Advances in Unhealthy Nutrition and Circadian Dysregulation in Pathophysiology of NAFLD

Abstract

Unhealthy diets and lifestyle result in various metabolic conditions including metabolic syndrome and non-alcoholic fatty liver disease (NAFLD). Much evidence indicates that disruption of circadian rhythms contributes to the development and progression of excessive hepatic fat deposition and inflammation, as well as liver fibrosis, a key characteristic of non-steatohepatitis (NASH) or the advanced form of NAFLD. In this review, we emphasize the importance of nutrition as a critical factor in the regulation of circadian clock in the liver. We also focus on the roles of the rhythms of nutrient intake and the composition of diets in the regulation of circadian clocks in the context of controlling hepatic glucose and fat metabolism. We then summarize the effects of unhealthy nutrition and circadian dysregulation on the development of hepatic steatosis and inflammation. A better understanding of how the interplay among nutrition, circadian rhythms, and dysregulated metabolism result in hepatic steatosis and inflammation can help develop improved preventive and/or therapeutic strategies for managing NAFLD.
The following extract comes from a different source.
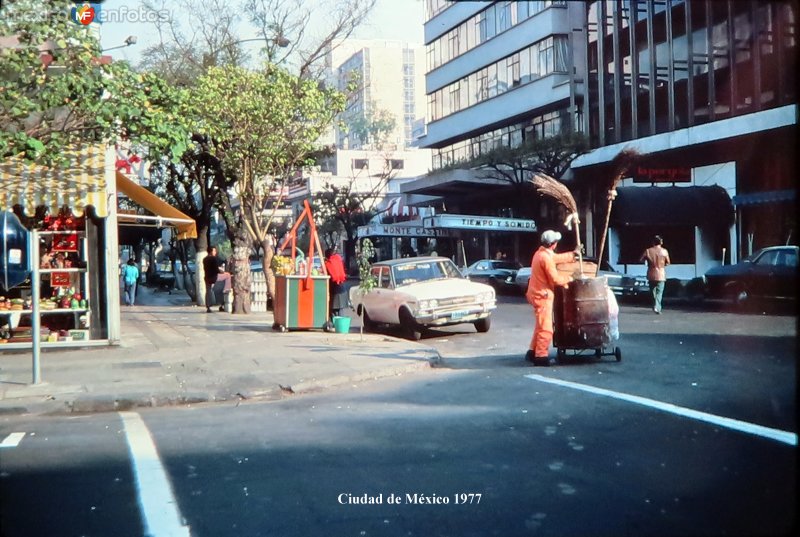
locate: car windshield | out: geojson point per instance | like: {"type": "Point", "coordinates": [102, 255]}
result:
{"type": "Point", "coordinates": [506, 265]}
{"type": "Point", "coordinates": [421, 271]}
Keywords: NAFLD; circadian; hepatic steatosis; inflammation; metabolic diseases; nutrition.

Figure 1

The effect of circadian dysregulation in macrophage induced by HFD on liver inflammation in NAFLD. Macrophage itself exhibits diurnal oscillations in expression of clock genes. During NAFLD, disruption of diurnal oscillations of clock genes induced by HFD promotes pro-inflammatory response in macrophage. The inflammatory cytokines such as TNFα, IL-1β, and IL-6 released by macrophage enhance inflammatory response and fat deposition in hepatocytes.

Figure 2

HFD induced circadian dysregulation in adipose tissue promotes the development of NAFLD. In adipose tissue, HFD disrupts circadian rhythm and promotes macrophage activation and infiltration, leading to inflammation and insulin resistance in adipocytes and cause adipocyte dysfunction. Lipolysis is enhanced in dysfunctional adipocytes, releasing large amount of FFAs in circulation, which increase fat accumulation in hepatocytes and activate immune cells such as Kupffer cells in liver. Activated immune cells release tons of inflammatory cytokines including TNFα and IL-6 to promote hepatic inflammation and insulin resistance. In addition, recruited immune cells and increased inflammation activate hepatic stellated cells, which cause collagen deposition and fibrosis. HFD also change the secretion of adipokines mediated by circadian clock. Dysfunctional adipocytes release Resistin and RBP-4, increasing steatosis, inflammation and insulin resistance in liver. HFD induces a leptin resistance condition, that leptin promotes inflammation, activates stellated cells and increase fibrosis in liver. Adiponectin, which can decrease hepatic steatosis, inflammation, insulin resistance, and fibrosis, is reduced in dysfunctional adipocytes induced by HFD. TZD such as rosiglitazone and pioglitazone activate PPARγ, restoring adipose tissue circadian rhythm and lowering inflammation and insulin resistance in adipose tissue, and further decreasing FFAs in circulation and the aspects of NAFLD/NASH.